Obfuscation Techniques

I don’t know where I got these notes from, but I found them on my evernote and I thought they were worth exporting here.

Data-based obfuscation

  • Constant Unfolding
    • A compiler would do something like replace x = 4 * 5 with x = 20. This does the opposite.
      • e.g. push 0F9CBE47ah, add dword ptr [esp], 6341B86h. This is effectively push 0h.
  • Dead Code Insertion
    • Simply add code that has no effect but wastes the reverse engineer’s time.
  • Arithmetic Substitution via Identities
    • Replace simple things (e.g. not eax) with a more complicated form with the same functionality (xor eax, 0FFFFFFFFh).
  • Pattern-Based Obfuscation
    • Map one or more instructions to a more complicated sequence of instructions that are semantically equivalent. Can be run multiple times.

Control-based obfuscation

Break the assumptions that reverse engineers have made on how compilers work.

  • CALLs return, exceptions are used for exceptional cases, etc.

  • Functions In/Out-Lining

    • Inline some functions, break other sections into their own functions so that the call graph doesn’t make sense.
  • Destruction of Sequential and Temporal Locality

    • jmp everywhere.
    • Easy for disassemblers to line up, but harder for people.
  • Processor-Based Control Indirection

    • e.g. push <addr>, ret to simulate jmp <addr>.

    • Use call as jmp:

      call target_addr
      <junk code>
      add esp, 4 ; get rid of RA on stack
    • Modify RA on stack:

      add [esp], 9
      call basic_block_a
      <junk code>
  • Operating-System-Based Control Indirection

    • e.g. use SEH by adding a handler and then causing an exception.
      • Can be good for anti-debug, since debuggers often catch these.

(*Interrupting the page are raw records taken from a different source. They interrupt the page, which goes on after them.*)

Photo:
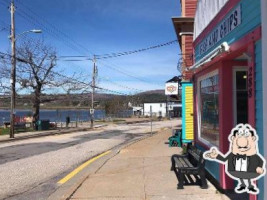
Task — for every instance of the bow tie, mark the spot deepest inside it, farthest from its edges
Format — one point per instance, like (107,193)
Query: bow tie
(238,156)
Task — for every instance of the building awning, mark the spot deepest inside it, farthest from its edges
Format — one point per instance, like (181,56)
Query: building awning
(205,13)
(224,47)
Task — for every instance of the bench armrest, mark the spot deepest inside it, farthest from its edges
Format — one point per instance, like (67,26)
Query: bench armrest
(188,168)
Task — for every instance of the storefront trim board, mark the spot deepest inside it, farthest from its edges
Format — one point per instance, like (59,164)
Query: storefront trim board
(264,83)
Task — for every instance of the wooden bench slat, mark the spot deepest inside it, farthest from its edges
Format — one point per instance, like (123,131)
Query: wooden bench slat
(192,163)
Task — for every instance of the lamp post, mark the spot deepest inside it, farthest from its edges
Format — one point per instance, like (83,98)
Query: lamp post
(13,69)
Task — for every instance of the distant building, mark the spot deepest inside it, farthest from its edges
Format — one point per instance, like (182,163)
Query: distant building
(174,109)
(138,111)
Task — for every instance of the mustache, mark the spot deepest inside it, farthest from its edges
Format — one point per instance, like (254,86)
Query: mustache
(243,147)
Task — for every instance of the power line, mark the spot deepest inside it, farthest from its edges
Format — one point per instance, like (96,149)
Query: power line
(70,78)
(114,55)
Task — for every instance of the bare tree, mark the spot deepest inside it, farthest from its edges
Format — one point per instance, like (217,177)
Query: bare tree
(36,62)
(4,75)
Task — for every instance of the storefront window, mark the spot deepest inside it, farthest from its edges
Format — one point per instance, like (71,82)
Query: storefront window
(209,109)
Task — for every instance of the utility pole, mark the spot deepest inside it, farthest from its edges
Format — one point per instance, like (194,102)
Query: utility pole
(93,92)
(150,120)
(13,71)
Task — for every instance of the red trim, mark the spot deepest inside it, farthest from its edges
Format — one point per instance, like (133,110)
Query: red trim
(216,20)
(236,49)
(251,93)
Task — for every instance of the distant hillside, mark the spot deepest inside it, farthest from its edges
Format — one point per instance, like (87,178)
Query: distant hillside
(84,100)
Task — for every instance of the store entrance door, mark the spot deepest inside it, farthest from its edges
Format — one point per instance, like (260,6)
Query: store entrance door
(240,96)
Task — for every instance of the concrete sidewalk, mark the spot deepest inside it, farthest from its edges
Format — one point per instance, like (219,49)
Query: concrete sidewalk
(35,134)
(142,171)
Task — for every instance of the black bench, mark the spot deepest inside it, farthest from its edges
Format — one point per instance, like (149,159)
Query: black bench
(191,163)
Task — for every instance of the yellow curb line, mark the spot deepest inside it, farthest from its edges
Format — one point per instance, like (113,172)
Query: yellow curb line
(81,167)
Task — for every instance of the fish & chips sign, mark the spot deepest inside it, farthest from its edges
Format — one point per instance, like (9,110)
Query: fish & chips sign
(225,27)
(171,89)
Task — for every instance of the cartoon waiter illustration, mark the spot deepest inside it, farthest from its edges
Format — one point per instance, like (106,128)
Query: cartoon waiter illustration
(243,161)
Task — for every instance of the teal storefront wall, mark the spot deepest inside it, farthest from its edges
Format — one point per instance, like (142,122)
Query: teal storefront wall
(250,19)
(259,107)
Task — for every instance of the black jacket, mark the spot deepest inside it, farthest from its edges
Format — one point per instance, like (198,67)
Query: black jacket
(253,162)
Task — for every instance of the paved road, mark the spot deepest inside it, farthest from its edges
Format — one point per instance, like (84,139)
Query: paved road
(30,169)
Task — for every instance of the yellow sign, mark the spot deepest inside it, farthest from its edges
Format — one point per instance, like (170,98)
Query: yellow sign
(189,117)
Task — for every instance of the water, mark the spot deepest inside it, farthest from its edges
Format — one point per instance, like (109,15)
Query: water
(60,115)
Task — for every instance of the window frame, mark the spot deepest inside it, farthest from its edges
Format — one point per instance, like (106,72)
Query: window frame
(199,79)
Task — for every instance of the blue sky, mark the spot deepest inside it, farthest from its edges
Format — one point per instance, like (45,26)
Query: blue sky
(87,27)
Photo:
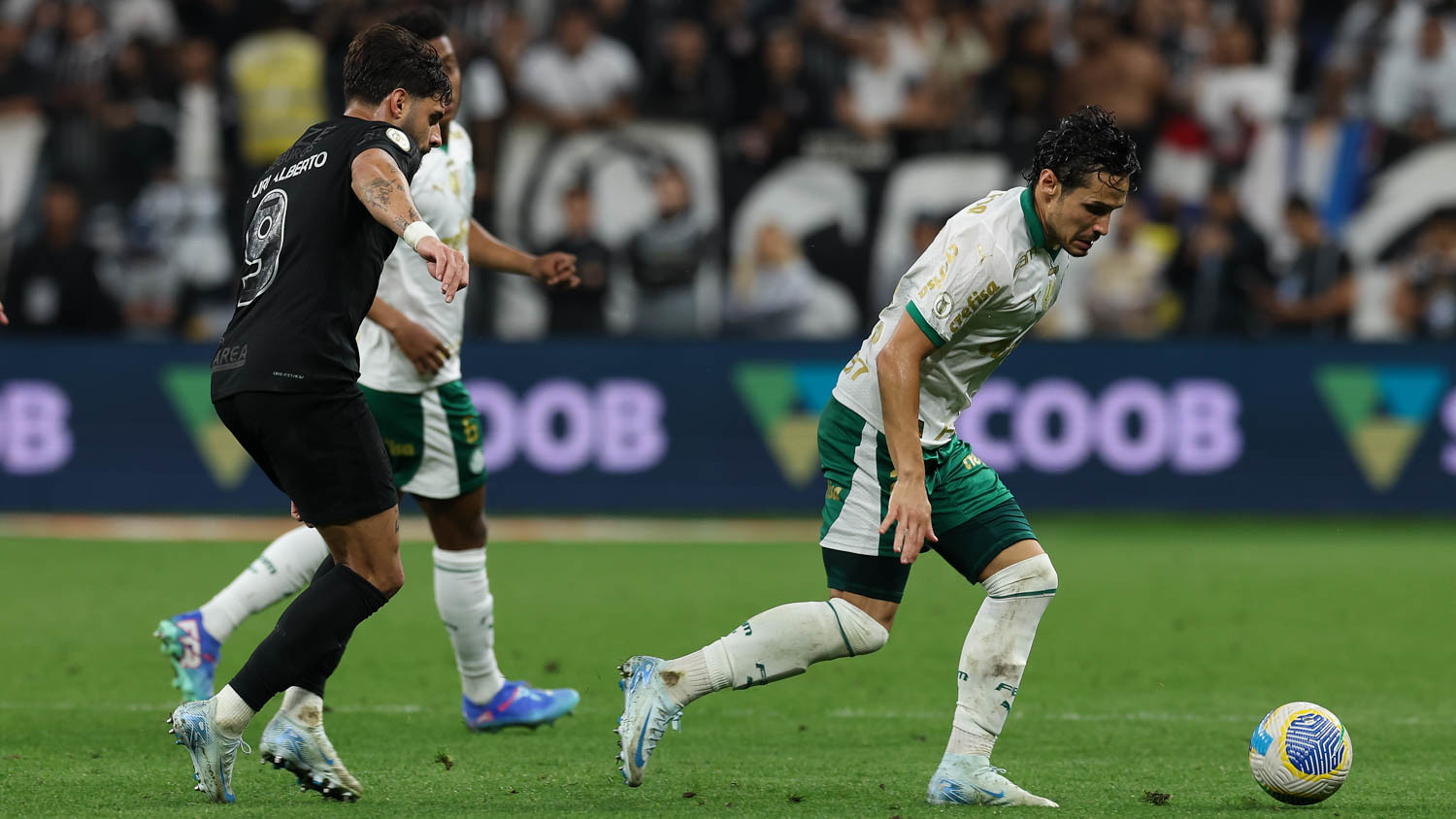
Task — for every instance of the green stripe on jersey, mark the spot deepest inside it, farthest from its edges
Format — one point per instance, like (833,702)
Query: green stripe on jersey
(925,326)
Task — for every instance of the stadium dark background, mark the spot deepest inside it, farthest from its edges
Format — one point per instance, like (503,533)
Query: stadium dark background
(134,127)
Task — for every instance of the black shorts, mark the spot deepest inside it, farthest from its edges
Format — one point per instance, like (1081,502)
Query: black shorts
(322,449)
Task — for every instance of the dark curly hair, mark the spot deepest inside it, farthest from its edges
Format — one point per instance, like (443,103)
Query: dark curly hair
(386,57)
(1085,143)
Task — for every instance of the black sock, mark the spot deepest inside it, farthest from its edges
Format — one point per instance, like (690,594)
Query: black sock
(323,670)
(311,632)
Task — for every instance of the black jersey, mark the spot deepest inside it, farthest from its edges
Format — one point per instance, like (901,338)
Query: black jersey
(312,258)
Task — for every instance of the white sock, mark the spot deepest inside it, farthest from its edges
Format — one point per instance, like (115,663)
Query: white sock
(466,606)
(232,713)
(284,568)
(995,653)
(775,644)
(303,705)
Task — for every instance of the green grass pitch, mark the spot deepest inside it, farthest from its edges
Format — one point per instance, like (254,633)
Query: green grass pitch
(1168,640)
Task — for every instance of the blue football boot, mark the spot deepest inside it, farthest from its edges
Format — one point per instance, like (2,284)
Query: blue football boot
(517,703)
(192,653)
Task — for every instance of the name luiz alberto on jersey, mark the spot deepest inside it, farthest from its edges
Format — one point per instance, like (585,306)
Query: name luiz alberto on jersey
(316,160)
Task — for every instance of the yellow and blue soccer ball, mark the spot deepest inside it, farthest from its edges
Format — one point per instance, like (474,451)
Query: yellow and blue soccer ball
(1301,754)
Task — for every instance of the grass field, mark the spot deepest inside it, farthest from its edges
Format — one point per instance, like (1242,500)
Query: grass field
(1167,643)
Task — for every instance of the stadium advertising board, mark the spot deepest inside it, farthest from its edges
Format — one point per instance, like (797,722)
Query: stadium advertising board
(731,428)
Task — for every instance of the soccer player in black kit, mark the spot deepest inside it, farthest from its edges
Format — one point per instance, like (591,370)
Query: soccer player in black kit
(320,223)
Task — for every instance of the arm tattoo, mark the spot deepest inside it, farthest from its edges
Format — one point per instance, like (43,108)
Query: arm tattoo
(379,194)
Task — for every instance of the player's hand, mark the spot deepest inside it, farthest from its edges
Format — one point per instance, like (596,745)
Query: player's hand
(446,265)
(421,348)
(556,270)
(296,515)
(910,513)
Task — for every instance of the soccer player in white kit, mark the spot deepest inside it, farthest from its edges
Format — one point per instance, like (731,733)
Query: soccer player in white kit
(900,480)
(410,373)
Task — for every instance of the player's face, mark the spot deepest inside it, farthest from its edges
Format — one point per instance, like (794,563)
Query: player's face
(1076,217)
(422,121)
(451,64)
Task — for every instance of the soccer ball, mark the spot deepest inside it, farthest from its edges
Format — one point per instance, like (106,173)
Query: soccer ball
(1301,754)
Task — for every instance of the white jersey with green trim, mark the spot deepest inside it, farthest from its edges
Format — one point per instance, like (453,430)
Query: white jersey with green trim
(976,291)
(445,194)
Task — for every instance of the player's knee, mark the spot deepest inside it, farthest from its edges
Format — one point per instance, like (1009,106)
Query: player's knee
(864,633)
(1034,574)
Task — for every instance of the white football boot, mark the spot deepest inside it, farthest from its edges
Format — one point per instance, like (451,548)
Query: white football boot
(972,780)
(645,716)
(306,752)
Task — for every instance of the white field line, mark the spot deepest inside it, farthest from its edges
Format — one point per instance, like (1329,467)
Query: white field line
(159,528)
(835,713)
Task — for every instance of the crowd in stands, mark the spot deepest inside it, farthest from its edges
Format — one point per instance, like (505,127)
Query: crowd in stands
(134,128)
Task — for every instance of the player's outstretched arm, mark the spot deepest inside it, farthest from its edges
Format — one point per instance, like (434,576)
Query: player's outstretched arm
(383,189)
(415,341)
(899,370)
(552,270)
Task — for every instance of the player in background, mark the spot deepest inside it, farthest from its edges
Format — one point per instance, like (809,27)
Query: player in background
(410,373)
(900,480)
(320,223)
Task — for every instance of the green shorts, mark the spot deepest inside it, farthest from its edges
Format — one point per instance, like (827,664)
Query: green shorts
(972,510)
(433,440)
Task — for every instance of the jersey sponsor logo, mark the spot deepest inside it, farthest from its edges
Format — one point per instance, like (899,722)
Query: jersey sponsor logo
(262,246)
(975,303)
(1382,411)
(785,402)
(35,431)
(229,358)
(189,390)
(940,276)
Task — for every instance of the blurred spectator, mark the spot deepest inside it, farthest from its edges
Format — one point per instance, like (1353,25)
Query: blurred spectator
(1018,90)
(632,23)
(52,282)
(1126,293)
(200,156)
(1313,294)
(79,89)
(1426,291)
(923,229)
(1220,261)
(885,90)
(667,258)
(1120,73)
(22,128)
(775,294)
(1414,89)
(143,19)
(277,76)
(581,311)
(579,79)
(782,105)
(1238,93)
(687,83)
(137,124)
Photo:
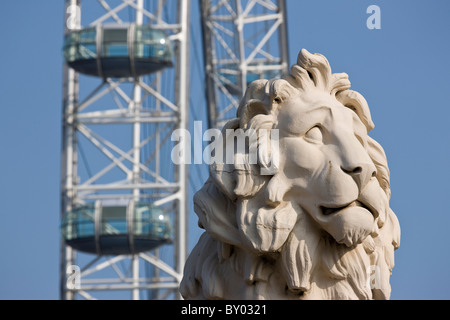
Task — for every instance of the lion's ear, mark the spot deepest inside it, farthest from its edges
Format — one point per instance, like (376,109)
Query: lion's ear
(355,101)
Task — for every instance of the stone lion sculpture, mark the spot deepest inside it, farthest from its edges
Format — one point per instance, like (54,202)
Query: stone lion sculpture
(319,225)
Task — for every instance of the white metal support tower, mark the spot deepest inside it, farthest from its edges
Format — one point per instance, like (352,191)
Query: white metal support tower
(243,40)
(119,189)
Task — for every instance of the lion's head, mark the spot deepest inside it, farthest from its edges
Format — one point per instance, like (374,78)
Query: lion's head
(311,218)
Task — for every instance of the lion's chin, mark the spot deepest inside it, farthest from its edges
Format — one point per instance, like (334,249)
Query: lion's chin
(349,225)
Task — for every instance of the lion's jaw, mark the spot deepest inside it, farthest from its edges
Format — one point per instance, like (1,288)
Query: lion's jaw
(326,169)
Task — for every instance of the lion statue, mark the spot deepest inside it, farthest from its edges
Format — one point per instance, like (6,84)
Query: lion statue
(310,219)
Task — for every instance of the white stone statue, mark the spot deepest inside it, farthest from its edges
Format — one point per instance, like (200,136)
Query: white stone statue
(316,223)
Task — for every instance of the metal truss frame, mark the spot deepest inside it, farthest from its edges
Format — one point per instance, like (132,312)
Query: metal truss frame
(240,38)
(150,107)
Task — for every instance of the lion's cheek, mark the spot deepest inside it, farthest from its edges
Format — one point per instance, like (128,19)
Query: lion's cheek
(349,226)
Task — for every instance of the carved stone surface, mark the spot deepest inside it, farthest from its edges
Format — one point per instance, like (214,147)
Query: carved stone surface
(317,224)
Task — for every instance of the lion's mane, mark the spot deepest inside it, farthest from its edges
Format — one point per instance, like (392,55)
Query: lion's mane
(279,251)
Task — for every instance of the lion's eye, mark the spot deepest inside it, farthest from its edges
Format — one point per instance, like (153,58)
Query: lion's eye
(277,100)
(314,135)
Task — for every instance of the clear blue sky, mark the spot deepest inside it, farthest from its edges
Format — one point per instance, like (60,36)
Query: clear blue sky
(403,71)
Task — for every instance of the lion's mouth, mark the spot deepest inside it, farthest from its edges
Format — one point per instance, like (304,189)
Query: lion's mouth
(329,211)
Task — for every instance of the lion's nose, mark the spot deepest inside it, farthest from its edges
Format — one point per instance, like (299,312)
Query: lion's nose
(361,173)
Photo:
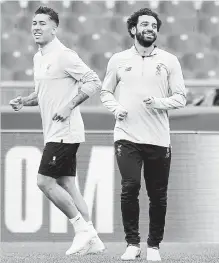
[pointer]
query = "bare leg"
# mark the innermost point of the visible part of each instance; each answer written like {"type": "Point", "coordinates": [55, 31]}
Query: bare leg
{"type": "Point", "coordinates": [59, 196]}
{"type": "Point", "coordinates": [68, 183]}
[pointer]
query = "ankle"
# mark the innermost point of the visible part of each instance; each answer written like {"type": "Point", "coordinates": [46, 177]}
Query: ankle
{"type": "Point", "coordinates": [134, 245]}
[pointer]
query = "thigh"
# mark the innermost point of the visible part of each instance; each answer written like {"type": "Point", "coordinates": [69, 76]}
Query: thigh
{"type": "Point", "coordinates": [129, 160]}
{"type": "Point", "coordinates": [59, 159]}
{"type": "Point", "coordinates": [157, 161]}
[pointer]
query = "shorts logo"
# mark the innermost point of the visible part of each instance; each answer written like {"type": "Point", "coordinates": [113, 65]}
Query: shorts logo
{"type": "Point", "coordinates": [119, 150]}
{"type": "Point", "coordinates": [48, 67]}
{"type": "Point", "coordinates": [128, 69]}
{"type": "Point", "coordinates": [53, 162]}
{"type": "Point", "coordinates": [167, 155]}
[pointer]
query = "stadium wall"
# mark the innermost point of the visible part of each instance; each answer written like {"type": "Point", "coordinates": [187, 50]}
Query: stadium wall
{"type": "Point", "coordinates": [193, 212]}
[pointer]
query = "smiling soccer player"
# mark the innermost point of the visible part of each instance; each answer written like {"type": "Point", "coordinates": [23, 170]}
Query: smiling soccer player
{"type": "Point", "coordinates": [62, 82]}
{"type": "Point", "coordinates": [140, 86]}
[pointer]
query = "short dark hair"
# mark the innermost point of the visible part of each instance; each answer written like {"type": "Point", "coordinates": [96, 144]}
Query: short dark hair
{"type": "Point", "coordinates": [133, 19]}
{"type": "Point", "coordinates": [50, 12]}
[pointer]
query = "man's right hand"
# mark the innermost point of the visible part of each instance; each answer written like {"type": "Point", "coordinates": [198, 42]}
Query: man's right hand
{"type": "Point", "coordinates": [120, 114]}
{"type": "Point", "coordinates": [16, 103]}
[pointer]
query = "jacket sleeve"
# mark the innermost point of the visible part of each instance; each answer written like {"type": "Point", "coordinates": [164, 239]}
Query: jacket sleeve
{"type": "Point", "coordinates": [109, 86]}
{"type": "Point", "coordinates": [177, 97]}
{"type": "Point", "coordinates": [77, 69]}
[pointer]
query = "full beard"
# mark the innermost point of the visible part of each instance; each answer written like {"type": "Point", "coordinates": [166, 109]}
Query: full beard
{"type": "Point", "coordinates": [143, 42]}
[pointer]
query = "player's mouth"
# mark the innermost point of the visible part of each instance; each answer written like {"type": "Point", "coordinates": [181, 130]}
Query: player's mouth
{"type": "Point", "coordinates": [37, 34]}
{"type": "Point", "coordinates": [149, 34]}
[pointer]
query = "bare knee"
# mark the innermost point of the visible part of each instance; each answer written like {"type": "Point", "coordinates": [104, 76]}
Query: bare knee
{"type": "Point", "coordinates": [66, 182]}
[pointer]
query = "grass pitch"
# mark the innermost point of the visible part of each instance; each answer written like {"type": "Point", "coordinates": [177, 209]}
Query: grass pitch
{"type": "Point", "coordinates": [43, 252]}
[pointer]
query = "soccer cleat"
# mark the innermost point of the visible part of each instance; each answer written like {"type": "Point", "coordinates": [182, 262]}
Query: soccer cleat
{"type": "Point", "coordinates": [132, 252]}
{"type": "Point", "coordinates": [80, 241]}
{"type": "Point", "coordinates": [153, 254]}
{"type": "Point", "coordinates": [95, 246]}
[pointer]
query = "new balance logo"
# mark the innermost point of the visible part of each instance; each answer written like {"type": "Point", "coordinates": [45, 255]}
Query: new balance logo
{"type": "Point", "coordinates": [119, 151]}
{"type": "Point", "coordinates": [167, 155]}
{"type": "Point", "coordinates": [53, 162]}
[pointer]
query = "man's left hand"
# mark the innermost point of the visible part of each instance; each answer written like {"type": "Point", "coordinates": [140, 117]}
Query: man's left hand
{"type": "Point", "coordinates": [62, 114]}
{"type": "Point", "coordinates": [149, 102]}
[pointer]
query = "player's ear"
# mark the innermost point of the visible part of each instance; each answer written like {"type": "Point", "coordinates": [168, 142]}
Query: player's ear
{"type": "Point", "coordinates": [133, 30]}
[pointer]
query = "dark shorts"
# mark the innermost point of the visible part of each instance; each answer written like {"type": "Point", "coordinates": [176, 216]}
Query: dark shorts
{"type": "Point", "coordinates": [59, 159]}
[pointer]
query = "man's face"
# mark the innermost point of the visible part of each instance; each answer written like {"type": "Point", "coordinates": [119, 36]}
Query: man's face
{"type": "Point", "coordinates": [146, 30]}
{"type": "Point", "coordinates": [43, 29]}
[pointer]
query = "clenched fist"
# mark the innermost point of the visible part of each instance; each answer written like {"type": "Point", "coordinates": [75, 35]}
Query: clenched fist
{"type": "Point", "coordinates": [120, 114]}
{"type": "Point", "coordinates": [16, 103]}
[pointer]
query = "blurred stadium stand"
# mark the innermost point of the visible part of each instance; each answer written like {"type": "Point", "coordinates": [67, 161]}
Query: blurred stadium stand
{"type": "Point", "coordinates": [97, 29]}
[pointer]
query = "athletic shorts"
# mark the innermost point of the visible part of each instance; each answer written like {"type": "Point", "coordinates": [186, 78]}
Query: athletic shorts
{"type": "Point", "coordinates": [59, 159]}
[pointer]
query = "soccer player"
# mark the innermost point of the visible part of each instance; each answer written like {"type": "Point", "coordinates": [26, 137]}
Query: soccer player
{"type": "Point", "coordinates": [62, 82]}
{"type": "Point", "coordinates": [141, 84]}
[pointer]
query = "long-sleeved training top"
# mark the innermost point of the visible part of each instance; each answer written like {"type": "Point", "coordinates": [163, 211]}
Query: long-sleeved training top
{"type": "Point", "coordinates": [130, 78]}
{"type": "Point", "coordinates": [58, 75]}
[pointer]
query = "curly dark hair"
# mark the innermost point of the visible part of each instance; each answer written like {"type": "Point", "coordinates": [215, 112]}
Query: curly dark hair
{"type": "Point", "coordinates": [133, 19]}
{"type": "Point", "coordinates": [50, 12]}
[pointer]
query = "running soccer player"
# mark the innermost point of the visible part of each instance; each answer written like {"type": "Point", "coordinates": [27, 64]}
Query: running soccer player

Target program can count on its own handler running and detect when the debugger does instead.
  • Opaque Predicates

    • Add spurious alternate branches to unconditional jumps.
    • Add two branches that are semantically identical but obfuscated differently.

Simultaneous Control-flow and Data-flow obfuscation

  • Inserting Junk Code
  • Control-Flow Graph Flattening
    • Use a ‘dispatcher’ that maintains state and takes different branches based on current state, so relationships between basic blocks are hidden in the implementation of the dispatcher.
  • Virtual Machines
    • Use a VM to run virtualized code.
  • White Box Cryptography
    • White-box attack context: An attacker model that assumed an attacker (reverse engineer) can execute the app in an environment that he or she perfectly controls.

Last modified on 2016-10-12